Au sortir de ce n’importe-quoi diabolisateur, un jeune exclu, mal dans sa vie et mal dans sa peau, a des chances de se sentir à la fois victime d’un vaste complot antimusulman fomenté par la République (ça, c’est le côté « islamo »), et légitimé d’user de la violence et de la délinquance pour se défendre (ça, c’est le côté « racaille »). Le rappeur résume son prêche en une formule finale: « Islamo-racaille, c’est l’appel du muezzin ». Tout est là: le gangsterisme et le sacré, l’appel à la prière et l’appel à la violence, mixés en un flow assassin qui ne veut pas dire grand-chose, mais qui autorise de se réclamer de Dieu pour faire couler le sang.

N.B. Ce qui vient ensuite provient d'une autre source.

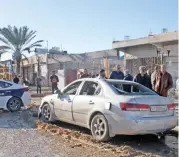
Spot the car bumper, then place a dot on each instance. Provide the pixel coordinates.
(140, 126)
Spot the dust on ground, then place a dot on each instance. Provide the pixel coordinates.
(20, 138)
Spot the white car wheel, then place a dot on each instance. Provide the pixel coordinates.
(99, 128)
(46, 113)
(14, 104)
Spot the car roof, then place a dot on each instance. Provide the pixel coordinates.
(7, 81)
(108, 80)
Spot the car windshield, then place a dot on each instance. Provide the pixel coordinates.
(130, 89)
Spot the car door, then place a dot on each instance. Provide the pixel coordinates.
(89, 97)
(5, 92)
(63, 104)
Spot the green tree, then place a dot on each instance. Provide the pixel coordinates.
(17, 41)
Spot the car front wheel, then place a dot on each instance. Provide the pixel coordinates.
(14, 104)
(46, 113)
(99, 128)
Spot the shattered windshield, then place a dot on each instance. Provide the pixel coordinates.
(130, 89)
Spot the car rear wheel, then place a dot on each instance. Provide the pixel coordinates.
(14, 104)
(46, 113)
(99, 128)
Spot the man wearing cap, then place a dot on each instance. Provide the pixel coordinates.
(118, 74)
(102, 74)
(54, 80)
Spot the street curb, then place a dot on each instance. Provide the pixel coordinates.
(41, 95)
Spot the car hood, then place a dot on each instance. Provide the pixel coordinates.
(152, 100)
(48, 98)
(143, 99)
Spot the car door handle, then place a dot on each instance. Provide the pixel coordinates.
(69, 100)
(91, 102)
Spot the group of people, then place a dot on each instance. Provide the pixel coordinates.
(159, 81)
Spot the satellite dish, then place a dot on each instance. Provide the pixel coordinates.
(170, 63)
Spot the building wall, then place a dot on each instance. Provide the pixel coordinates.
(145, 51)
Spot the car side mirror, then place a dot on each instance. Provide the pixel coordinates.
(59, 92)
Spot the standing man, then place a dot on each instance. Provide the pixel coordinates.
(153, 75)
(16, 79)
(149, 84)
(141, 77)
(38, 83)
(118, 74)
(102, 74)
(127, 77)
(163, 82)
(54, 80)
(85, 74)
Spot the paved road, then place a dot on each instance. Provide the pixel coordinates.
(18, 138)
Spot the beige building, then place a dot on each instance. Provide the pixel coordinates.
(66, 64)
(147, 47)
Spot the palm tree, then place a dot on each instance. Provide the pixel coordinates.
(17, 41)
(2, 50)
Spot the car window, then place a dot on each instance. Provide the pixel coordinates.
(72, 89)
(90, 88)
(130, 89)
(5, 84)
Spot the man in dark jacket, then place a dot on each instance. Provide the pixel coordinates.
(141, 77)
(118, 74)
(16, 79)
(127, 77)
(54, 80)
(85, 74)
(149, 83)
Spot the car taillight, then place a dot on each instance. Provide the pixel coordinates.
(171, 106)
(134, 107)
(26, 89)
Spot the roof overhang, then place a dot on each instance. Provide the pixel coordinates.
(164, 38)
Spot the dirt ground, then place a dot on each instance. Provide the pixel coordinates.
(20, 138)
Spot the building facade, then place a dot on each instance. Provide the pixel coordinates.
(151, 50)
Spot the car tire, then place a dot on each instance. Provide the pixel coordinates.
(46, 112)
(14, 104)
(99, 128)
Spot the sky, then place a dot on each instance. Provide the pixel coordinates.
(80, 26)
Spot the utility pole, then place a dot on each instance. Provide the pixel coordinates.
(47, 65)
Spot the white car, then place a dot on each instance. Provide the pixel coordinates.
(109, 108)
(13, 96)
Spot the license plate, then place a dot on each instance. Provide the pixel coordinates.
(158, 108)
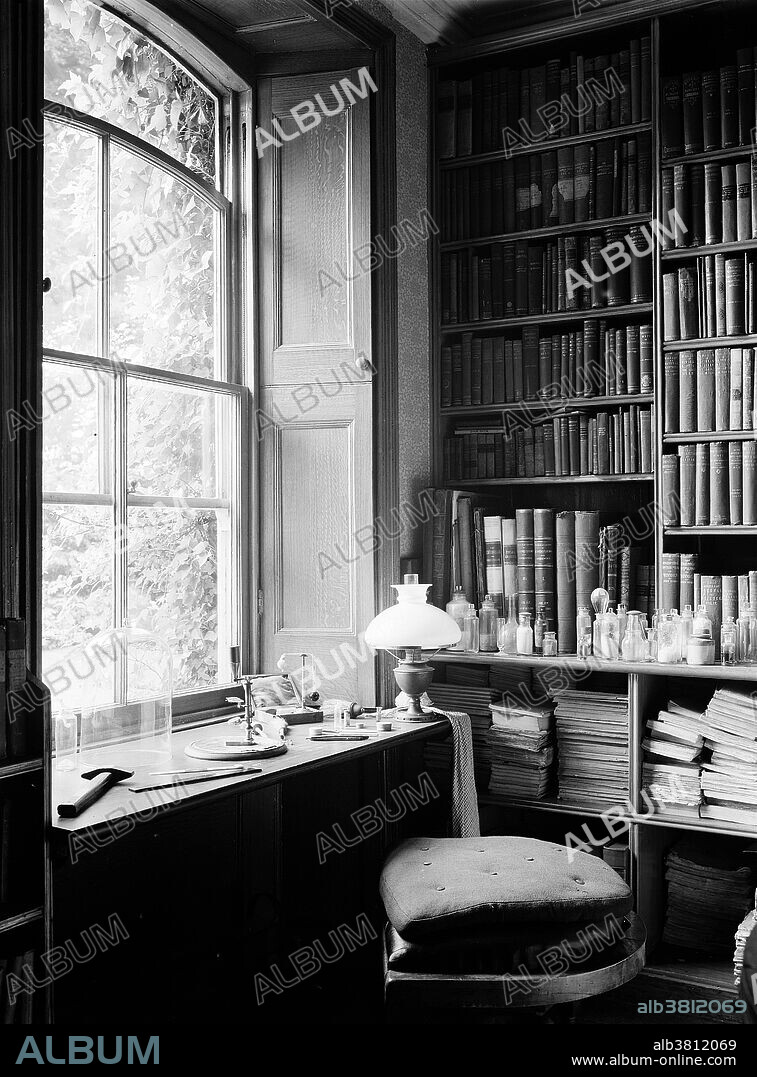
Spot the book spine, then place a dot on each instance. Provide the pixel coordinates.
(702, 499)
(671, 490)
(544, 563)
(718, 485)
(565, 537)
(734, 483)
(524, 532)
(587, 530)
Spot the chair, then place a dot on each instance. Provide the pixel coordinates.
(502, 925)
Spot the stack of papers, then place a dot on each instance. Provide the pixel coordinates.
(673, 745)
(522, 751)
(729, 779)
(709, 892)
(592, 735)
(747, 925)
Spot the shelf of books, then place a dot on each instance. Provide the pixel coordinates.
(594, 339)
(24, 905)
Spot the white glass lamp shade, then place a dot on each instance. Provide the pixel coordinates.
(412, 623)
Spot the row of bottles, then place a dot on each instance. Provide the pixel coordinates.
(672, 638)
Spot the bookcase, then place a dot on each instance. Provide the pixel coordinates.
(570, 379)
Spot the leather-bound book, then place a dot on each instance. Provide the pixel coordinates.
(687, 459)
(705, 389)
(712, 600)
(734, 295)
(688, 567)
(671, 490)
(565, 537)
(687, 391)
(587, 526)
(728, 194)
(729, 107)
(713, 204)
(737, 404)
(723, 388)
(671, 581)
(544, 563)
(672, 117)
(702, 498)
(750, 483)
(736, 483)
(524, 533)
(719, 514)
(711, 109)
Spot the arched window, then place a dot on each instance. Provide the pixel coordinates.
(142, 372)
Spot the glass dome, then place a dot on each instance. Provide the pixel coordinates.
(126, 716)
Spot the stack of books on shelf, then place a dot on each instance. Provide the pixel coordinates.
(729, 778)
(717, 201)
(608, 443)
(466, 689)
(586, 182)
(528, 277)
(711, 484)
(709, 892)
(597, 360)
(710, 110)
(16, 1006)
(747, 925)
(714, 297)
(546, 559)
(521, 741)
(489, 111)
(592, 735)
(672, 744)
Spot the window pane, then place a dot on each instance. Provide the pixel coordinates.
(162, 269)
(173, 434)
(76, 432)
(180, 588)
(76, 592)
(71, 238)
(98, 65)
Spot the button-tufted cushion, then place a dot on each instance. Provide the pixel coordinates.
(430, 885)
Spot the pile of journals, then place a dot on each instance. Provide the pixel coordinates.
(592, 732)
(747, 925)
(672, 745)
(729, 780)
(709, 892)
(521, 741)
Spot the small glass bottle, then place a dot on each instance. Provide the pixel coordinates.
(540, 628)
(487, 623)
(508, 641)
(457, 607)
(472, 628)
(702, 623)
(622, 624)
(685, 629)
(526, 634)
(728, 642)
(583, 621)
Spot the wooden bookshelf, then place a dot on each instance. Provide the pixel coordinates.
(648, 837)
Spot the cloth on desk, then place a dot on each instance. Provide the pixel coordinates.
(464, 822)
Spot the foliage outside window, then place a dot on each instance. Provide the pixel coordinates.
(141, 416)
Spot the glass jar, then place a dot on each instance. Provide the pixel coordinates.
(526, 634)
(549, 645)
(457, 607)
(487, 625)
(634, 647)
(728, 642)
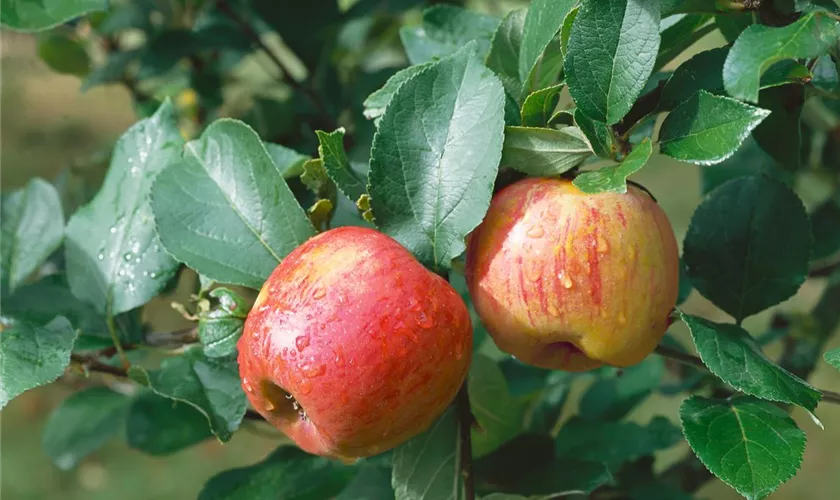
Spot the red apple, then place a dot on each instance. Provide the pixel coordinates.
(352, 346)
(566, 280)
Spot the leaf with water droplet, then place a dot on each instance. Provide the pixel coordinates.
(219, 328)
(227, 189)
(118, 222)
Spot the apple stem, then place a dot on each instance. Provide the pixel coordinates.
(465, 421)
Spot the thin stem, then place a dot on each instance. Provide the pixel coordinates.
(690, 360)
(94, 365)
(286, 75)
(465, 421)
(680, 357)
(112, 330)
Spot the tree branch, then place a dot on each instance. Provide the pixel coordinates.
(286, 76)
(465, 422)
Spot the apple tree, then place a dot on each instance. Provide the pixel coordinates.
(261, 124)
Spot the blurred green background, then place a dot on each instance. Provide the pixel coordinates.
(47, 124)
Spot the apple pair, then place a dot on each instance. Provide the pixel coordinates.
(353, 347)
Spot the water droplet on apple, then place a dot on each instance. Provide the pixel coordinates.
(424, 320)
(565, 280)
(535, 232)
(312, 371)
(602, 245)
(304, 387)
(532, 272)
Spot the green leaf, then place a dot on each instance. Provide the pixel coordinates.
(427, 467)
(613, 398)
(685, 284)
(37, 15)
(114, 259)
(503, 58)
(211, 385)
(825, 220)
(82, 423)
(220, 328)
(543, 151)
(734, 356)
(825, 74)
(542, 22)
(160, 426)
(598, 134)
(331, 149)
(751, 445)
(498, 415)
(707, 129)
(49, 297)
(731, 26)
(435, 157)
(288, 473)
(704, 71)
(288, 161)
(747, 161)
(376, 103)
(566, 31)
(445, 30)
(780, 135)
(612, 50)
(759, 47)
(32, 355)
(228, 190)
(64, 54)
(832, 357)
(31, 228)
(614, 443)
(538, 107)
(748, 245)
(614, 179)
(371, 483)
(783, 73)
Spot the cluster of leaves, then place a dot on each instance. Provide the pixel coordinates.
(544, 91)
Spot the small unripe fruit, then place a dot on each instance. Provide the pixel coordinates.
(570, 281)
(352, 346)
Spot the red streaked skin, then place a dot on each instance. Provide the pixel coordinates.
(369, 344)
(565, 280)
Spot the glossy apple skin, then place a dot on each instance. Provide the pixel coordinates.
(369, 343)
(565, 280)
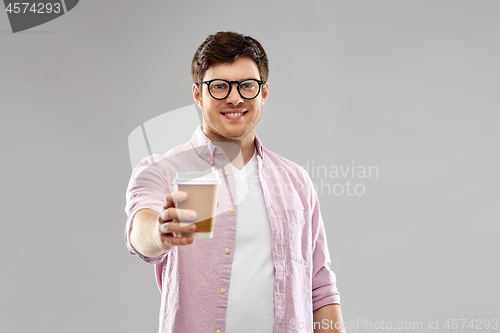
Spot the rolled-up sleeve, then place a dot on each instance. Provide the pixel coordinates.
(147, 188)
(324, 284)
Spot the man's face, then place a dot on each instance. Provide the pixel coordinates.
(217, 124)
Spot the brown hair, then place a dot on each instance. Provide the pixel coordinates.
(225, 47)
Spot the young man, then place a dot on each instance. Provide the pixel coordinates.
(266, 269)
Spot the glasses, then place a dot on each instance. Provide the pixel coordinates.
(220, 89)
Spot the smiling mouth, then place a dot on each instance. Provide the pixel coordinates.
(233, 114)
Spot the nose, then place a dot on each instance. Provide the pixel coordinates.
(234, 97)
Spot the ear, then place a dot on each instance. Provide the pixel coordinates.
(197, 95)
(265, 92)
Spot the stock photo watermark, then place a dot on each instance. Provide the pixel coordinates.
(430, 324)
(25, 15)
(340, 180)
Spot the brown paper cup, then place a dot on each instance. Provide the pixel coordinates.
(202, 198)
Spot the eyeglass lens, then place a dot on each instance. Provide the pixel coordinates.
(248, 89)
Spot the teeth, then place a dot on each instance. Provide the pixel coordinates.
(234, 114)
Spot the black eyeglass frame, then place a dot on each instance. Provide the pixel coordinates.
(231, 87)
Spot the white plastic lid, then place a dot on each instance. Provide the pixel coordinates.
(207, 177)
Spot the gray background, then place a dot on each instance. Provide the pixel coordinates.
(408, 86)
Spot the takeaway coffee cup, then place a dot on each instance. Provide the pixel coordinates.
(202, 188)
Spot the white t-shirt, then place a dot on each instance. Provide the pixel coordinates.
(250, 306)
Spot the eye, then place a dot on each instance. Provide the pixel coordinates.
(248, 85)
(218, 85)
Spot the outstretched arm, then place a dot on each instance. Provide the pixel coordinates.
(329, 318)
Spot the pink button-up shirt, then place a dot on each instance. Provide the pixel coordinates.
(194, 279)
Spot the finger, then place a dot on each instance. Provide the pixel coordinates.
(174, 197)
(172, 214)
(170, 241)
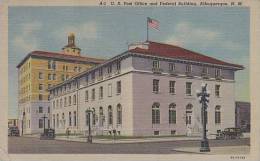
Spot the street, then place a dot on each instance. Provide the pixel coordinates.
(30, 145)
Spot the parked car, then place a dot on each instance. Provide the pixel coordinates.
(13, 131)
(229, 133)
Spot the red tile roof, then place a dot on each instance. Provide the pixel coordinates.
(171, 51)
(61, 56)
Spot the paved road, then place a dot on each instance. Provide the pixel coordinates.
(28, 145)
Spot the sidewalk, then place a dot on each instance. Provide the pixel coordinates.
(216, 150)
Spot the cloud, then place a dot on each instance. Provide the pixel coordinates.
(85, 31)
(26, 41)
(185, 34)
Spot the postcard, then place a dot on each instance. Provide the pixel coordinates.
(129, 80)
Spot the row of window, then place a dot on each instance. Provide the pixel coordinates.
(188, 69)
(172, 114)
(188, 91)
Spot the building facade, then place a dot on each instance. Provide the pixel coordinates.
(242, 113)
(37, 72)
(148, 90)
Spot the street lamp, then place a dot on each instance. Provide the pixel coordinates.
(203, 99)
(89, 126)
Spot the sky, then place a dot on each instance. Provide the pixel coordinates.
(104, 32)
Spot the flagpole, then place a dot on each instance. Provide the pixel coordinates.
(147, 29)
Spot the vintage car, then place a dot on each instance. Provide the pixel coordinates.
(229, 133)
(13, 131)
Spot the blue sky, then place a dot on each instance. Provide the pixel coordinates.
(222, 33)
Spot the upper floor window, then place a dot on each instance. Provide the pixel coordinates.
(188, 88)
(40, 75)
(171, 67)
(118, 87)
(217, 73)
(109, 69)
(172, 87)
(156, 64)
(172, 113)
(155, 85)
(156, 113)
(188, 68)
(217, 90)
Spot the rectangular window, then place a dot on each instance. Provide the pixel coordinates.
(40, 109)
(86, 96)
(171, 67)
(172, 87)
(217, 90)
(49, 76)
(93, 94)
(156, 64)
(40, 75)
(118, 87)
(40, 87)
(40, 123)
(110, 90)
(40, 97)
(155, 85)
(100, 92)
(188, 88)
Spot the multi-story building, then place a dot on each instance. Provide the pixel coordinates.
(40, 70)
(147, 90)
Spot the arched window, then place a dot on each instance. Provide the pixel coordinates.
(172, 113)
(217, 114)
(188, 113)
(101, 117)
(110, 115)
(119, 114)
(156, 113)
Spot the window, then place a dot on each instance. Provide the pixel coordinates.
(217, 115)
(54, 76)
(188, 114)
(74, 99)
(217, 90)
(40, 97)
(217, 73)
(93, 94)
(87, 116)
(101, 117)
(119, 114)
(70, 119)
(69, 100)
(156, 113)
(155, 85)
(86, 96)
(171, 67)
(172, 113)
(75, 118)
(188, 68)
(118, 66)
(49, 76)
(118, 87)
(156, 64)
(40, 87)
(49, 64)
(110, 115)
(40, 109)
(40, 123)
(40, 75)
(101, 92)
(172, 87)
(188, 88)
(110, 90)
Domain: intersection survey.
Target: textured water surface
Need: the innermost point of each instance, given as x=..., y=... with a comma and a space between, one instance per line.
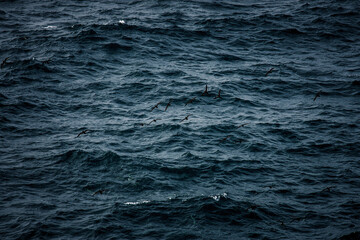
x=264, y=161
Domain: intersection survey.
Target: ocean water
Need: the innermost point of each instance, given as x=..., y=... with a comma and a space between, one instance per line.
x=264, y=161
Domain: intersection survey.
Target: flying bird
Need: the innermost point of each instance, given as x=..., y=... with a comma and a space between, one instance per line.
x=4, y=62
x=317, y=95
x=268, y=72
x=168, y=105
x=83, y=132
x=186, y=118
x=218, y=96
x=205, y=92
x=190, y=101
x=156, y=106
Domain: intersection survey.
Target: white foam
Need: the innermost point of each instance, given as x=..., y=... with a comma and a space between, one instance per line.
x=136, y=203
x=50, y=27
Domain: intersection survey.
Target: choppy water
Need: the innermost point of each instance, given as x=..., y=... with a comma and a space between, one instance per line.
x=291, y=173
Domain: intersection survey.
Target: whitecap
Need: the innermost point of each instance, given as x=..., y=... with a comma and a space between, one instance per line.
x=50, y=27
x=136, y=203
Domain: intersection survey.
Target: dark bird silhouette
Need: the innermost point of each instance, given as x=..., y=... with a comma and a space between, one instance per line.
x=190, y=101
x=218, y=96
x=154, y=120
x=244, y=124
x=205, y=92
x=186, y=118
x=83, y=132
x=100, y=191
x=4, y=62
x=317, y=95
x=168, y=105
x=156, y=106
x=224, y=139
x=268, y=72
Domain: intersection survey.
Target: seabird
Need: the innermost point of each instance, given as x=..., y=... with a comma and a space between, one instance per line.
x=317, y=95
x=186, y=118
x=4, y=62
x=268, y=72
x=83, y=132
x=218, y=96
x=168, y=105
x=190, y=101
x=205, y=92
x=156, y=106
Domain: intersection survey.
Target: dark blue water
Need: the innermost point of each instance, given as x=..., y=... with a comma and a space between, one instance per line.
x=292, y=172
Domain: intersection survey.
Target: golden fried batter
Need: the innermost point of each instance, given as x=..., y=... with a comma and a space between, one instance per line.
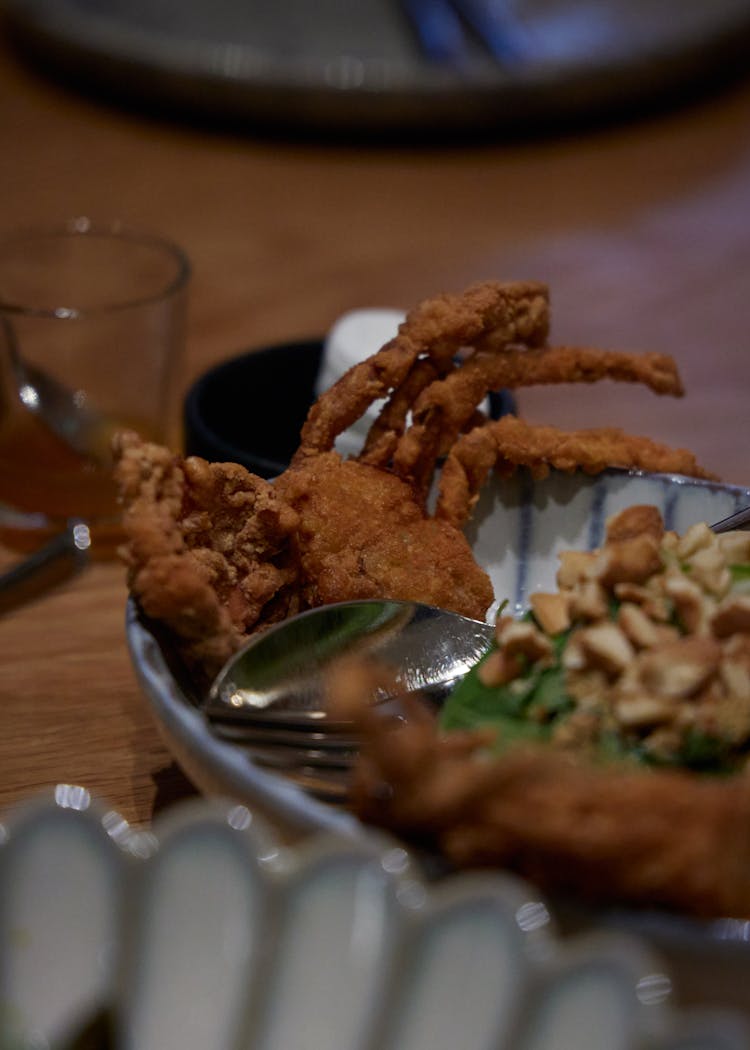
x=509, y=443
x=361, y=534
x=207, y=548
x=217, y=553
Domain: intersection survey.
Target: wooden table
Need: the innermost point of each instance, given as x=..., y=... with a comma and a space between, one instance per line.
x=643, y=232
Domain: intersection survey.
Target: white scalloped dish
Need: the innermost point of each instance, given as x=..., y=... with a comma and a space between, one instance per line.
x=205, y=931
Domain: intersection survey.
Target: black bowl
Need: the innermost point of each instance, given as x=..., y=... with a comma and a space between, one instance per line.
x=250, y=410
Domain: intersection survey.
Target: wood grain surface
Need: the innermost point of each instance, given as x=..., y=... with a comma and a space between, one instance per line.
x=642, y=230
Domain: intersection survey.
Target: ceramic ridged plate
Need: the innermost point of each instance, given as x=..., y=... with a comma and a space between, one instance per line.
x=206, y=931
x=357, y=67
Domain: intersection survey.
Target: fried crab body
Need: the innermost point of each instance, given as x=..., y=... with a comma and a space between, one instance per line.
x=361, y=534
x=217, y=553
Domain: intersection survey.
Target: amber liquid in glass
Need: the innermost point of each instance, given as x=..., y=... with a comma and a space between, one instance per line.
x=40, y=475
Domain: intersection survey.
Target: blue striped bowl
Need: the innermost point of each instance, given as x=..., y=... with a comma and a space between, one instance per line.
x=520, y=525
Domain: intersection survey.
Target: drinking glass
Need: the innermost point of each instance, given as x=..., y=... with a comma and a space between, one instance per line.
x=91, y=334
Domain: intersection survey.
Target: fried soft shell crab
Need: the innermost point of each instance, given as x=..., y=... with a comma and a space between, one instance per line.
x=216, y=553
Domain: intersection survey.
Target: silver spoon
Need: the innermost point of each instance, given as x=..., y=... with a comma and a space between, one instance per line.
x=62, y=410
x=277, y=679
x=271, y=693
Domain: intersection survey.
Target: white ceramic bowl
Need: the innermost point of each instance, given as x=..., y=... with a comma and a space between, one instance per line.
x=517, y=531
x=205, y=931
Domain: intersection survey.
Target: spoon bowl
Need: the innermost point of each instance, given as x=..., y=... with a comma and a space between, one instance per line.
x=277, y=679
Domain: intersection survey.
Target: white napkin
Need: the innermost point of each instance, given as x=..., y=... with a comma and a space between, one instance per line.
x=353, y=337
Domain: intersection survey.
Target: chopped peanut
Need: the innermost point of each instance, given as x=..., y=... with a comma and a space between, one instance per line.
x=680, y=668
x=732, y=616
x=628, y=561
x=551, y=612
x=605, y=646
x=640, y=629
x=634, y=521
x=658, y=645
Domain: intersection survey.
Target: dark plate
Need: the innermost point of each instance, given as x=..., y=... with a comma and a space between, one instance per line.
x=357, y=67
x=250, y=408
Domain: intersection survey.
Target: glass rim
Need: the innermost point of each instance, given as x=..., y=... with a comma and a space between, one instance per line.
x=115, y=230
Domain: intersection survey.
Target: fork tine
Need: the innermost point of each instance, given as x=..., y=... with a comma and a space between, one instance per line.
x=493, y=24
x=438, y=29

Lancé le 1er janvier 2015, le clip, dont le nombre de vues monte en flèche sur YouTube (plus de 500.000 au bout de la première semaine), n’a pas à être interdit. Il faut en revanche y voir un symptôme: celui d’une nouvelle ambition sur le marché des ferveurs, l’ambition de tuer au nom d’une cause pour se sentir enfin pleinement vivant. J’ai analysé en 2002 le cas de Richard Durn, le tueur de Nanterre qui espérait atteindre le summum de la jouissance en tirant sur des politiques, jugés responsables de son marasme et de sa déception de militant. Plus récemment, le cas Mohamed Merah présente le même engagement contrarié (il voulait s’engager dans l’armée), qui s’inverse en tuerie furieuse. Qu’un rappeur dénonçant prétendument la radicalisation des questions identitaires produise une œuvre formatée pour devenir le cri de ralliement des « islamoracailles » est significatif d’un changement de climat, où les tensions communautaristes, exacerbées depuis les années 1995-2000, voient dans la référence pervertie à l’Islam la possibilité d’une passion commune et d’un essor libérateur. Un processus doublement dangereux, non seulement parce qu’il indexe la passion de vivre sur un sentiment religieux-communautaire sans débouchés économiques ni garde-fou, mais aussi parce qu’il interdit la réflexion en offrant comme seul salut la haine de l’Autre.
Six jours après l’arrivée de ce clip sur les réseaux surviennent les attentats à Charlie-Hebdo. Médine n’est bien sûr pas responsable de ces crimes. Mais Médine s’est justement montré irresponsable -en tant qu’artiste diffuseur de mots, d’idées, d’images et d’émotions saturés de rage et de glorifications du pire. De la même irresponsabilité que ces médias qui font tourner en boucle les prêcheurs de haine plutôt que de donner la parole aux jeunes, de contextualiser les enjeux, d’élever les débats au-delà des polémiques odieuses et des hystéries tueuses d’avenir.
En ces temps de lutte contre l’endoctrinement de notre jeunesse, restons unis et, plus que jamais, évitons et condamnons l’extrémisation des débats. La violence des idées n’est pas une solution. L’islamophobie et l’islamisme, ces deux postures ennemies, nous enferment dans un piège funeste. Comprenons en profondeur et agissons en dignité, pour restaurer ensemble les conditions de la solidarité et de la justice. L’intelligence critique, contre la critique de l’intelligence. Tout ce qui veut tuer le Rire qui discute de tout et imposer le Sérieux indiscutable mérite notre critique la plus fine et la plus puissante.